Behind this provocative title, I want to highlight a grim reality in the ecommerce world: too many unsuccessful entrepreneurs are actually trying to trade commodities on Amazon. You probably know that commodities are products like steel, sand, or oil. But if you think about it, many products sold to online consumers are close to being commodities. And being a commodity seller isn’t where you want to be as an ecommerce entrepreneur. Let’s see why.

First, let’s take a look at a Wikipedia definition: “In economics, a commodity is an economic good, usually a resource, that has full or substantial fungibility: that is, the market treats instances of the good as equivalent or nearly so with no regard to who produced them”. Common examples of these products are oil, beef, and gold. When selling commodities, there is little differentiation in what firms are offering, and as a result, pricing is extremely important. 

Why I don’t like selling commodities

If we look further than this academic definition, I’d say that many products sold either at retail stores or online are similar to commodities. If you’re buying a phone charger on Amazon, you’ll find hundreds of listings. The cable length and a few technicalities may vary, but there is little differentiation. Do you have a favorite phone charger brand? Unlike products such as shoes, perfume, or candies, many people don’t care too much about branding. Most customers will buy a product that 1 – Satisfies their needs (the cable is long enough, the reviews aren’t bad, etc.) and 2 – Is competitive price-wise. It is a bit more abstract, but these products are effectively “economic goods that have substantial fungibility.”
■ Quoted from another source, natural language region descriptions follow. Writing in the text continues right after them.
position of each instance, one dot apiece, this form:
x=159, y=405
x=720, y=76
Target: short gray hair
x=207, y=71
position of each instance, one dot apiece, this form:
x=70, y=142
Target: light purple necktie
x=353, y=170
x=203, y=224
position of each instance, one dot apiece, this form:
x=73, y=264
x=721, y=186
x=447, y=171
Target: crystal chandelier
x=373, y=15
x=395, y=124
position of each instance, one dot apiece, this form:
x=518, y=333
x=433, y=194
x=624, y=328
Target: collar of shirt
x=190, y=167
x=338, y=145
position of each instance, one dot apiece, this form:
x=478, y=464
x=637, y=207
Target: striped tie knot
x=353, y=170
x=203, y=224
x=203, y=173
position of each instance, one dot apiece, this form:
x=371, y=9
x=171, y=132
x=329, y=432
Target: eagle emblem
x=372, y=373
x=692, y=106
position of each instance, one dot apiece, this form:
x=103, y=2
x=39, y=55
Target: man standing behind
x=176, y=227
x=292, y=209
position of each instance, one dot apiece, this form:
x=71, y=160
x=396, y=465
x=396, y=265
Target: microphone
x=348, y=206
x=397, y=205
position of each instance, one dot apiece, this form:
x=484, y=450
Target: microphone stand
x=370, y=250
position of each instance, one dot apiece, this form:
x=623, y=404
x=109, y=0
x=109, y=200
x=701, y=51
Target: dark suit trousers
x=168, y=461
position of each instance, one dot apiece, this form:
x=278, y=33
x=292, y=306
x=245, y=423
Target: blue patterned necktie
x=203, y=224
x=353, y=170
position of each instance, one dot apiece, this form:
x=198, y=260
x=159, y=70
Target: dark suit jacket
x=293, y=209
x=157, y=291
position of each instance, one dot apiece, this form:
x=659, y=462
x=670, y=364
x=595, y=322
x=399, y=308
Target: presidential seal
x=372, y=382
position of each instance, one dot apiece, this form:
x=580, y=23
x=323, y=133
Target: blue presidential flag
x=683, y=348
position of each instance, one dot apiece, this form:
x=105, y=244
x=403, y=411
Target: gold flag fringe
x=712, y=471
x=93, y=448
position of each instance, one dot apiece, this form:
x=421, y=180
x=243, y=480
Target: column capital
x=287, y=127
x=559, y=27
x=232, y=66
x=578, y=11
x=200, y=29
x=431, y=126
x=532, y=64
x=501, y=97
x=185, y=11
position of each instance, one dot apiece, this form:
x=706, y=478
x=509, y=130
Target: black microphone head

Very useful, but not the most exciting product to buy or sell

Why is that a bad thing? Because unless your product has a strong differentiator, you’ll be competing on price, which is not what you want to be doing. As the famous saying goes, a price war is a war you don’t want to win. Thousands of companies sell some of these common products online, many of which have been deemed “good enough” by customers. Few customers will search and pay more for something slightly better. Unless your product is either significantly better or cheaper than its competitors, there is little room for growth. Finally, the market for a commoditized item often has low barriers to entry: if the customer’s demand picks up, the market can be very quickly flooded by thousands of competitors. I worked in the healthcare industry selling medical items online during the height of the Covid pandemic. The companies that made the most money selling face masks were those that could get them on the shelves the fastest. Then, after only a few months, hundreds of sellers entered the market. This resulted in a bloody price war, and many companies ended up selling at a loss and/or with lots of unsellable inventory.

Classic strategies don’t work anymore

Now, there are ways to gain a competitive advantage when selling commodities. For example, companies can build better relationships with their clients when making B2B sales. They can do a better job educating the prospect on the product’s benefits. Customer service and reliability can make a difference. The problem is that these strategies tend to work less in the B2C ecommerce space. Especially now that marketplaces capture a large part of online sales.

Where is top of your list if you’re looking to purchase pencils? Unless you’re an artist, chances are you won’t conduct any research on the best brand of pencils and try to order directly from them. You’ll go to Amazon or buy a box on your next grocery trip. Most of the time, commoditized, undifferentiated items are sold on large marketplaces like Amazon or In this case, the strategies listed above do not work as well. You can’t build any relationship with customers when selling on Amazon (Amazon limits interaction between sellers and customers as much as they can). You can create lovely product pages with great copy, but you need to get people to see them (and your presumed low margins won’t let you spend too much on advertising). Marketplaces often take care of customer service, so that can’t be a differentiator. In addition, marketplaces make it very easy for customers to compare prices between products, encouraging price wars.


That is why selling completely undifferentiated products, and competing mostly on pricing, is often a suboptimal strategy, in my opinion. I am not saying entrepreneurs need to invent something crazy and unique to be successful. However, providing value to the customer is important. These products can be good addition to a product range, like a company selling smartphone can benefit from cross selling them with phone chargers. But basing a whole business on those is not for everyone. What value does an extra commodity seller bring to the market? Not enough, I believe.